Era algo deslumbrante y tentador, y el dinero estaba en manos del notario. Pero ¿y los otros gastos, placas, marcos, productos químicos cuyo hedor emanaría inevitablemente del
garçonnière
a la casa, y el horno que tenía que estar encendido toda la noche? ¿Y si el
garçonnière
se incendiaba? No, no era el momento de pedir tales concesiones, Y además, ¿le quedaría tiempo para dedicarse a su cámara después de sus estudios, hasta altas horas de la noche? Marcel renunció a ello de mala gana y dejó que la excitación se disipara en sus venas.
—¿Pero no crees que es una buena señal? —le dijo después a Cecile—. Quiero decir que monsieur Philippe no puede estar muy enfadado, al fin y al cabo.
Ella no estaba segura.
En la repisa de la chimenea se oía el tictac del reloj.
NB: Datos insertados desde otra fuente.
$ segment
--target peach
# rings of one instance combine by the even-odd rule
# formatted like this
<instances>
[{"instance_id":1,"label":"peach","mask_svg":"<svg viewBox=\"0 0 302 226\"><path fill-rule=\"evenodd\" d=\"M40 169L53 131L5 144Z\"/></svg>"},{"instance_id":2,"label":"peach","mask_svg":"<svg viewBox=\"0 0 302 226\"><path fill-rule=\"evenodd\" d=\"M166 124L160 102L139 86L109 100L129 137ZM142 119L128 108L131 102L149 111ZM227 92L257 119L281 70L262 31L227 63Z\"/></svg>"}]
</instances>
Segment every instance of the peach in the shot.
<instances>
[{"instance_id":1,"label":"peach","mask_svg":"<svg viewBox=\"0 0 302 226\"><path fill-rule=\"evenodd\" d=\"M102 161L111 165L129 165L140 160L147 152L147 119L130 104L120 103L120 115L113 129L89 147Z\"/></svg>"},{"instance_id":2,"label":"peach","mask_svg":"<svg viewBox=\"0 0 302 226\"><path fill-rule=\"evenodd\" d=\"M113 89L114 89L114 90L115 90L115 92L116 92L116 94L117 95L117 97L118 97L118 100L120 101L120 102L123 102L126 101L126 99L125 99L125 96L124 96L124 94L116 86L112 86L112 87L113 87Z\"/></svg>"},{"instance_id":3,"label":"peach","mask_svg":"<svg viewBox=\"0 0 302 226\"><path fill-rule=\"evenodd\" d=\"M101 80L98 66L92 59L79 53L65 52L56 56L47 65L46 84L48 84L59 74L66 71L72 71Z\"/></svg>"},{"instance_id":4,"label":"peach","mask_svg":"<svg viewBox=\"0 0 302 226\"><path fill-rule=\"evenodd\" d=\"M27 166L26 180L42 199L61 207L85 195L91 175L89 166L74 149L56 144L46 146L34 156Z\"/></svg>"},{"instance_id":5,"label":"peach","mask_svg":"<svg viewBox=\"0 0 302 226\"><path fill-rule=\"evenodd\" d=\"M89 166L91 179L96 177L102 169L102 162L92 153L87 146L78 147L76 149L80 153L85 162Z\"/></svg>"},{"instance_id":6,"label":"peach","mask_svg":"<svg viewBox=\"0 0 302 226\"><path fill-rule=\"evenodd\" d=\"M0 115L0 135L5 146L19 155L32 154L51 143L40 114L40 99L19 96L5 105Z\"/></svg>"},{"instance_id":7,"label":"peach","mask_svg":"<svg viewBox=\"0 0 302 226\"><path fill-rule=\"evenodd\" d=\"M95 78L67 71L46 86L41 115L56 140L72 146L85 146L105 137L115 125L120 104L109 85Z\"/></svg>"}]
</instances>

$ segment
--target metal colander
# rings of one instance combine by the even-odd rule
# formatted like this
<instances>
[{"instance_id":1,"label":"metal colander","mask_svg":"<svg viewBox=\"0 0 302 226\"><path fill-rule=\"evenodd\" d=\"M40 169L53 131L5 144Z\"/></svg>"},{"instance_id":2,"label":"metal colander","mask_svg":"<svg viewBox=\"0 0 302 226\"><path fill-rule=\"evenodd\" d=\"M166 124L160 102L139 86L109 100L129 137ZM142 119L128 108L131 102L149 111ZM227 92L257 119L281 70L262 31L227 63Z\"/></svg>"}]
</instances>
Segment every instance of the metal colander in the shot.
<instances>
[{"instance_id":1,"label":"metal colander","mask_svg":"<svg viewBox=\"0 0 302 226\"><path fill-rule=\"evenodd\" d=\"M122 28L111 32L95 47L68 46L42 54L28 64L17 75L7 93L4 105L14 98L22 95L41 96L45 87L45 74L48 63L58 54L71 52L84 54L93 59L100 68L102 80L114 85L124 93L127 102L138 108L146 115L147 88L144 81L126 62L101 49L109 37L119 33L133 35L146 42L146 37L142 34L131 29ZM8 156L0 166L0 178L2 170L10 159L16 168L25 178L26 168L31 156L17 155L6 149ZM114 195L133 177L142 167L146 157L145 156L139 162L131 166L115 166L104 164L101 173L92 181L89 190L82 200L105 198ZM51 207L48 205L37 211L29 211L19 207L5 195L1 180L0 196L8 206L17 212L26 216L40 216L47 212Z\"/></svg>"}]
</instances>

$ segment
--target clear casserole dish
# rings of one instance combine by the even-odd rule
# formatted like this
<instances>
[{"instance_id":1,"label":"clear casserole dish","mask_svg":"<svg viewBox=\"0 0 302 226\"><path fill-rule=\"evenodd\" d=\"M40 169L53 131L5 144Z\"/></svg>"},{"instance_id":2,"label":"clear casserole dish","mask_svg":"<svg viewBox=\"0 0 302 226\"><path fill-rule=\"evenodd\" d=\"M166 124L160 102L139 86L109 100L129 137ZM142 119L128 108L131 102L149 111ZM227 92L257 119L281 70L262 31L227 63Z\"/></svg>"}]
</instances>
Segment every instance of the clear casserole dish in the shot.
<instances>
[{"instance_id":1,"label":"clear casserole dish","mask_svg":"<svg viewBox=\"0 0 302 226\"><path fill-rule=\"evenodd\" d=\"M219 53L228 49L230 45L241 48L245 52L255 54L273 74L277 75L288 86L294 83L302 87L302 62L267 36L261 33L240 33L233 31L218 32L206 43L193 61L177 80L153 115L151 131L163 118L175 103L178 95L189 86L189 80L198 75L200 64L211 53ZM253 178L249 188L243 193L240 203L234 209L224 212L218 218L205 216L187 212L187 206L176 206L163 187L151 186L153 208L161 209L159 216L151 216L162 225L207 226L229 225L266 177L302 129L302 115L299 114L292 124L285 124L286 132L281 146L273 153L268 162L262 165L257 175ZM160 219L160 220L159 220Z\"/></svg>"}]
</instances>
La lluvia golpeaba en los cristales.
En la fiesta de Todos los Santos, cuando los criollos atestaban los cementerios y se arremolinaban entre los altos peristilos de las tumbas con sus ramos de flores, hablando
tête-à-tête
de un tío fallecido o del pobre primo muerto, Cecile fue sola a St. Louis, ya tarde, para atender con Zazu las tumbas de dos niños que habían muerto muchos años atrás, antes de que naciera Marcel.
Mientras tanto, en su ausencia, Marcel encendió el fuego para calentar la casa y colocó una lámpara en la ventana antes de sentarse a oír la lluvia. Luego sonaron los pasos de ella en el camino. Cecile entró sola al salón y se tapó la cara con las manos.
Marcel, junto a las sombras de la chimenea, dejó el atizador y la envolvió en sus brazos.
Volvía a ser el hombre de su vida, como antes. No el amante, claro, pero sí el hombre.
Era evidente que Marcel había recuperado su antiguo comedimiento, las nubes habían desaparecido de su rostro, y junto a la cortesía que tanto había encandilado a todos cuando era niño, había ahora una nueva madurez, una serena fuerza. Ya no era un vagabundo ni un truhán. Presidía la mesa todas las noches y dirigía la conversación, deleitando a veces a sus tías con su agudo ingenio, contándoles interesantes detalles de las noticias del día. Naturalmente ellas nunca leían los periódicos, consideraban que no era elegante que una dama leyera los periódicos, de modo que a sus ojos Marcel estaba poseído del aura del hombre que sabe del mundo.